Sergio Ramírez
El nombre y la efigie de Voltaire están por todas partes en Ferney, estatuas, calles, plazas y negocios, y su palacete es un lugar de peregrinación, convertido ahora en museo bajo el cuido del estado francés, tras haber pasado por varias manos a lo largo de los siglos, y haber amenazado no pocas veces ruina, toda una peripecia que empezó cuando su sobrina y amante, Madame Denis, la vendió apresuradamente tras la muerte de su dueño, acaecida en París a sus 84 años, y adonde había regresado por primera vez en mucho tiempo.

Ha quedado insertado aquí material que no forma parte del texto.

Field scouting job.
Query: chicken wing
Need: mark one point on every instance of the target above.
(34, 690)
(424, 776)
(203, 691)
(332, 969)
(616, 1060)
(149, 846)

Voltaire prefería llamar castillo a este palacete de proporciones y decorados más bien modestos, rodeado por un hermoso parque que no tienen sin embargo ninguna de las suntuosidades de Versalles, como él pretendía, pues también se pensaba un rey en competencia con Luis XV, el rey Voltaire, el libre pensador radical que enderezaba sus baterías poderosas en contra del absolutismo, del oscurantismo religioso, y de la intolerancia, que gustaba sin embargo de los placeres y halagos de la vida de la corte, y por eso estableció la suya propia en Ferney.
Era un hombre rico para sostener semejante tren, empezando por una mesa a la que sentaba doscientos comensales, mucho de ellos sus huéspedes alojados en el palacete, llegados de diversas partes de Europa en peregrinación. Sobre las fuentes de su riqueza, que para empezar la permitió edificar el palacete, se cuentan muchas historias, pero hay una que me seduce, y es que ganó cinco veces la lotería gracias a su dominio de los cálculos matemáticos, aprendidos gracias a las enseñanzas de su amante ilustrada, la marquesa de Châtelet, estudiosa de Newton.